The Rev. Thomas Williams
Born 1724/25
Died 19 June 1770(1770-06-19)
Gosport, Hampshire, England
Nationality British
Occupation Congregational minister
Spouse(s) Rebecca (née Isgar)

Thomas Williams (1724/1725–1770) was a Congregational minister.

From 1745 to 1749 Williams was a student at Plasterers' Hall, London, which was a dissenting academy that provided for the training of Congregational ministers in the Calvinist tradition. Williams was a student of Dr. Zephaniah Marryat. On 6 June 1750 Williams began his ministry at the Independent Chapel in the High Street of Gosport, Hampshire, which was a large chapel capable of seating twelve hundred persons.

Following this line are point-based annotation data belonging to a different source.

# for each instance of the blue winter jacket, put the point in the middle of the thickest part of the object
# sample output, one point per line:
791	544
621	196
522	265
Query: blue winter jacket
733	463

Williams was a popular preacher. In 1752 he was proposed for membership of the Kings Head Society, which then administered the dissenting academy at Plasterers' Hall, London, which in 1768 moved to Homerton, where the academy became known as the Homerton Academy or Independent College, Homerton.

Williams died at Gosport on 19 June 1770. He was succeeded at Gosford by Rev. James Watson and when he resigned in 1776, David Bogue was appointed as the minister of the Independent Chapel of Gosport.

Williams married Rebecca Isgar on 6 August 1750, at Rowner near Gosport. Rebecca was born about 1713 and died on 8 April 1799. Thomas and Rebecca had three children: Rebecca (born on 1 May 1751), Thomas (born on 27 May 1753) and Lydia (born on 24 July 1757).

Rebecca married John Voke, a purser on HMS Acteon and Lydia married John Fenn. John Fenn was one of the directors of the Missionary Society of London, which was a non-denominational missionary society formed in England by evangelical Anglicans and Nonconformists, largely Congregationalist in outlook, which in 1795 became the London Missionary Society. In 1804 he participated in the foundation of the British and Foreign Bible Society.